The experience also has given her useful French contacts in Paris for materials and trimmings which she is putting to work in her new spring collection.
She moved into Project 51 in South William Street before Christmas where she is making hats mostly for weddings and race meetings. “For weddings they really want something that will go with what they are wearing and veiling and uplift styles are really popular.”
For spring she is working with Swiss braid, long plaits of straw that allow for many creative possibilities in a variety of colours. “Brims and feathers are coming back,” she says. “The banning of fascinators at Ascot is now having its effect and hats are generally getting bigger, even though women often feel more confident with something smaller. I am also going to be making crowns and haloes – hairbands are huge in France at the moment.”

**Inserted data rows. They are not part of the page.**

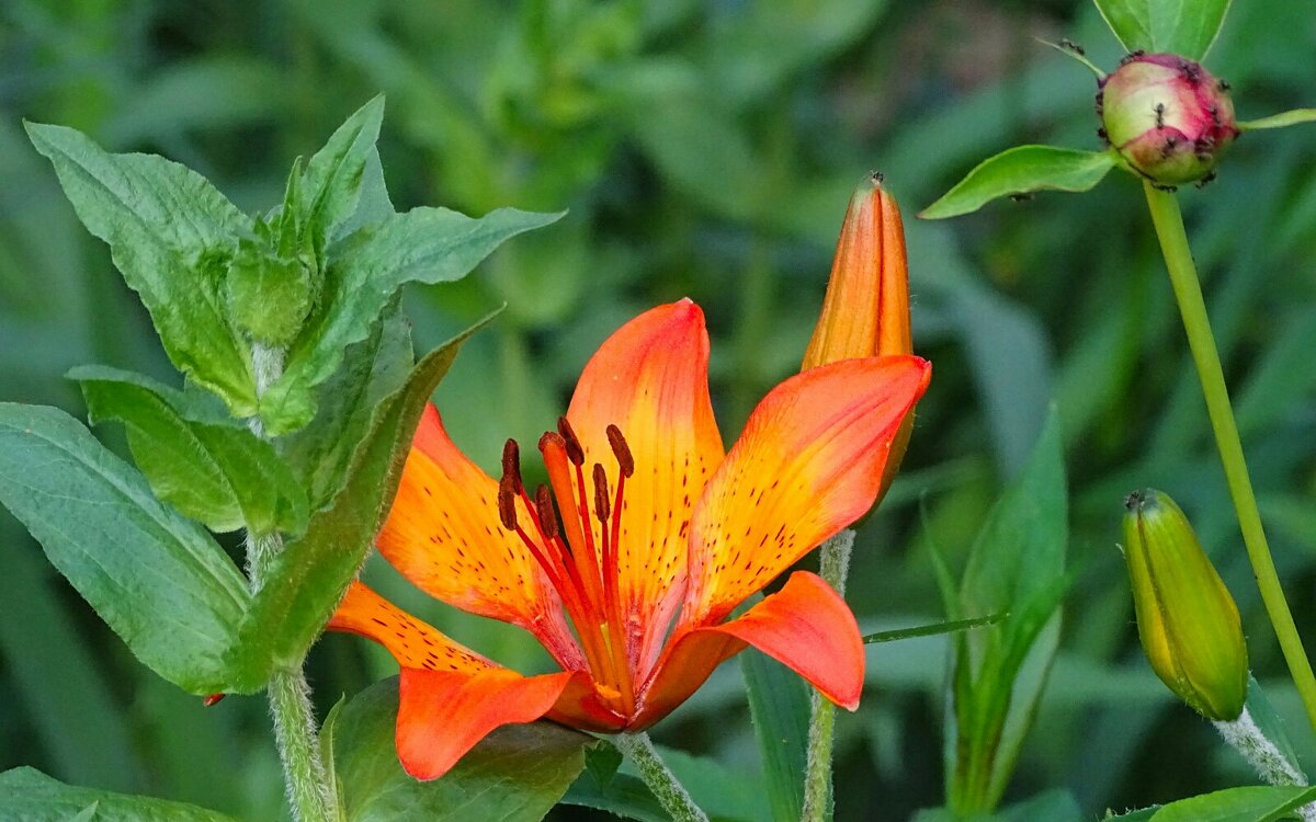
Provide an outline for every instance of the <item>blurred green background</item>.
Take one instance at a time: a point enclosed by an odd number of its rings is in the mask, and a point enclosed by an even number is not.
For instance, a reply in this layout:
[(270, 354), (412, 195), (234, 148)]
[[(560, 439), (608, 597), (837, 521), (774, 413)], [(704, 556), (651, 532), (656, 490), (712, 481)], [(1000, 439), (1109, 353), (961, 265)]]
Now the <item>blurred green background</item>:
[[(1008, 800), (1073, 792), (1094, 817), (1254, 781), (1142, 660), (1115, 542), (1121, 497), (1159, 487), (1194, 518), (1240, 608), (1254, 671), (1303, 733), (1261, 609), (1140, 187), (994, 204), (950, 224), (913, 212), (1020, 142), (1095, 149), (1091, 75), (1119, 49), (1090, 3), (848, 0), (5, 0), (0, 4), (0, 400), (82, 416), (64, 370), (172, 379), (145, 312), (78, 225), (21, 118), (164, 154), (246, 210), (292, 159), (383, 91), (380, 153), (400, 209), (558, 210), (458, 285), (408, 295), (418, 349), (505, 301), (438, 392), (454, 438), (495, 466), (565, 408), (626, 317), (690, 296), (708, 316), (730, 441), (794, 372), (840, 221), (871, 170), (905, 206), (916, 349), (936, 376), (905, 467), (861, 531), (850, 600), (865, 629), (941, 618), (924, 547), (953, 564), (1049, 402), (1071, 483), (1062, 650)], [(1240, 3), (1207, 60), (1241, 118), (1316, 104), (1308, 3)], [(1316, 129), (1244, 137), (1217, 183), (1182, 196), (1280, 575), (1316, 643)], [(117, 430), (103, 431), (121, 445)], [(921, 502), (921, 505), (920, 505)], [(920, 517), (920, 508), (926, 517)], [(805, 560), (812, 562), (812, 560)], [(958, 566), (955, 566), (958, 567)], [(0, 768), (286, 815), (263, 700), (200, 701), (137, 664), (0, 512)], [(461, 641), (530, 671), (526, 637), (370, 579)], [(945, 643), (869, 652), (870, 688), (838, 722), (837, 818), (941, 802)], [(313, 652), (321, 712), (391, 675), (349, 637)], [(753, 773), (737, 665), (655, 730)], [(730, 784), (730, 783), (724, 783)], [(596, 818), (563, 808), (554, 818)]]

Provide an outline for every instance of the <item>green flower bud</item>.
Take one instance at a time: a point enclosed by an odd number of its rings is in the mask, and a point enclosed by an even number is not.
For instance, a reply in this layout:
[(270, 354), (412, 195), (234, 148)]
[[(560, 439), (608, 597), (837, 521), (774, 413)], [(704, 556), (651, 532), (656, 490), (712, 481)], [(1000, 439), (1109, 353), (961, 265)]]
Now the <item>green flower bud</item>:
[(1229, 589), (1174, 500), (1148, 489), (1124, 505), (1124, 559), (1148, 662), (1202, 715), (1238, 718), (1248, 647)]
[(1103, 135), (1159, 185), (1207, 179), (1238, 135), (1228, 84), (1177, 54), (1134, 51), (1099, 83)]

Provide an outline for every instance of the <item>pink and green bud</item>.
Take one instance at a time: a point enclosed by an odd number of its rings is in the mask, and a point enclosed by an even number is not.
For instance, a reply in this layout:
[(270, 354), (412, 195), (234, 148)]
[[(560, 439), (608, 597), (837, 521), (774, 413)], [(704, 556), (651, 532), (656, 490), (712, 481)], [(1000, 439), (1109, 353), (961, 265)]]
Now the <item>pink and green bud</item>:
[(1238, 137), (1228, 88), (1194, 60), (1134, 51), (1100, 80), (1096, 110), (1134, 171), (1182, 185), (1208, 178)]
[(1148, 489), (1124, 504), (1124, 559), (1152, 669), (1203, 717), (1237, 719), (1248, 697), (1248, 646), (1229, 589), (1174, 500)]

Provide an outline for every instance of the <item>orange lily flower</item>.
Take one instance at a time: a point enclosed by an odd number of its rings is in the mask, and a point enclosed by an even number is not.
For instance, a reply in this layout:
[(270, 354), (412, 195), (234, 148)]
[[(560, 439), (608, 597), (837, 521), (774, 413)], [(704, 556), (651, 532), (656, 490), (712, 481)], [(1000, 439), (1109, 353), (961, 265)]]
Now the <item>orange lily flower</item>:
[(915, 356), (812, 368), (774, 388), (724, 454), (703, 312), (662, 305), (586, 366), (558, 430), (540, 439), (549, 487), (536, 493), (513, 441), (494, 480), (428, 408), (380, 552), (430, 596), (530, 631), (562, 671), (522, 676), (353, 583), (329, 627), (379, 642), (401, 665), (407, 772), (442, 776), (513, 722), (644, 730), (746, 646), (857, 708), (858, 625), (819, 576), (797, 571), (726, 617), (867, 512), (929, 375)]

Danielle Romeril, fashion designer
Invited to show at London Fashion Week is a rare accolade for a young fashion designer, but Danielle Romeril made a promising debut last September in Somerset House. Currently “knee deep in winter 2013” she will show again in London next month and in Paris in March. Her spring collection has already found enthusiastic buyers in Dubai and China and though Irish stockists have been slower on the uptake, she took many orders in Dublin at the pop-up Ebow Gallery before Christmas.
From Dublin, the daughter of an English diplomat father and a mother from Tullamore (the surname is French from Jersey), she studied fashion design at Limerick School of Art Design, clocking up work experience with Sharon Wauchob in Paris and Sinha Stanic in London. On graduation she moved to London and a job with Amanda Wakeley. Later she completed a Master’s at the RCA during which time she won two significant awards, the Sophie Halette Lace and the IFF (International Flavours Fragrance).
After her RCA graduate show she was headhunted by Alberta Feretti in Italy where she worked in their factory producing garments for Jean Paul Gaultier and Moschino. “I learned about the importance of drape and soft fabrics and absorbed a more feminine aesthetic. I think it is important to make clothing more accessible to a broader age profile. It really helped me to understand commercial appeal and how Moschino sells so much and others don’t.”
Based in a studio in Dublin’s Montague Street, her work is a mixture of handsome, ornate draped silk prints, laser cut leathers with graphic and asymmetric cutting and detailing.
Her winter collection which she is now completing, is inspired by skateboarders and is, she says, less ornate, looser on the body with more handwork and surface detail.